ウクライナの規制当局やIAEAによれば、ザポリージャ原発ではロシア軍の司令官の監視の下、運転員が原発を管理。
チェルノブイリとは型が違い安全性も高められているとされているが、
運転員は緊張を強いられた状態で、心理的重圧や精神的な疲労に直面しているという。
またロシア軍が通信網を遮断、電話や電子メールも使えない状態。
つまり原発は今、孤立状態にある。
しかし現場では1基の原子炉の運転が継続。
また運転停止直後の原子炉の核燃料からは大量の熱が発せられ続けている。
このまま運転員の緊張が続けば、機器の異常に気づかなかったり、操作ミスなどによって大きな事故につながりかねない。
武力占拠が続くほど事故のリスクは高まっていく。

まずは運転員が定期的に休養でき交代の要員も確保されるなど、正常な運転ができる環境を確保することが極めて重要。

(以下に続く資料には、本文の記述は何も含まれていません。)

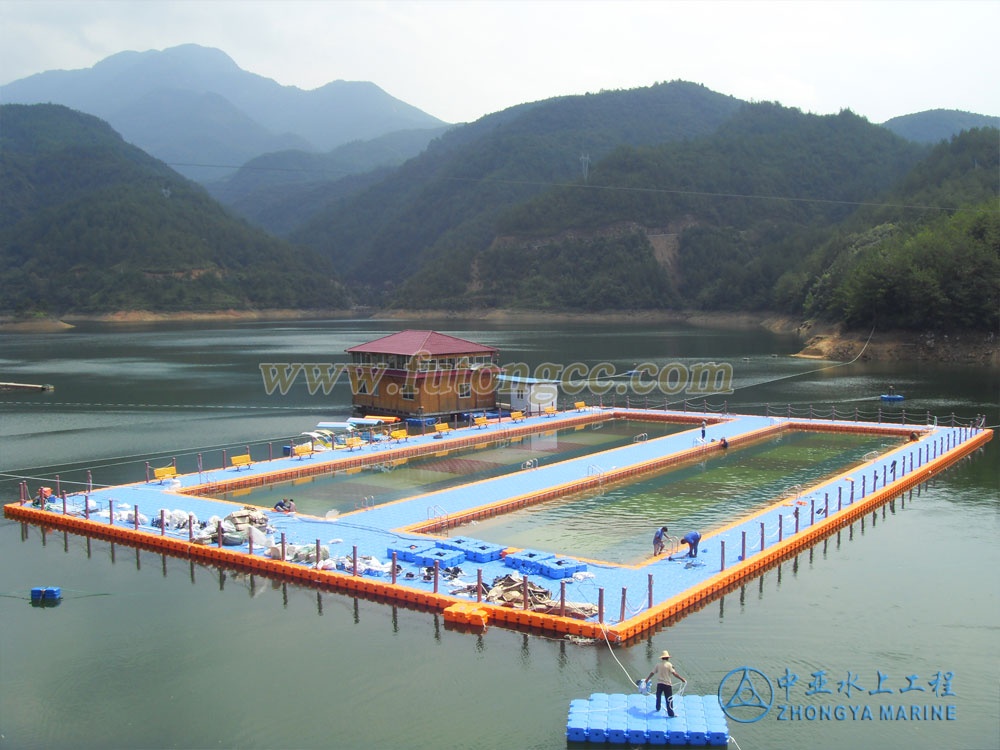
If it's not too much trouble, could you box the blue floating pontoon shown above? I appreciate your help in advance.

通信手段も確保し、いざというときに外部から支援できる態勢をとらなければ。
そのためにはロシア軍が一刻も早く武力占拠を解除することが当然だが、それを待たずとも、原発の専門知識を持つIAEAがロシアと交渉し、応援の職員を送って原発の運転管理にあたることも早急に検討する必要。

さらにロシア軍はほかの原発も占拠するかも。
それを阻止するためにも、福島の事故を経験した日本が、武力占拠がいかに危険かを強く訴えていくことも重要。
岸田総理大臣は「福島第一原発の事故を経験した日本としてこのような蛮行は断じて認められず、最も強い言葉で非難する」と述べている。
同じように政府関係者、そして原発の専門知識を持つ原子力の関係者がロシア国内の関係者に福島の事故の教訓を粘り強く発信し続けていかなければ。
そして一刻も早く停戦に持ち込んで、原子力発電所の安全管理体制を回復していくことが求められる。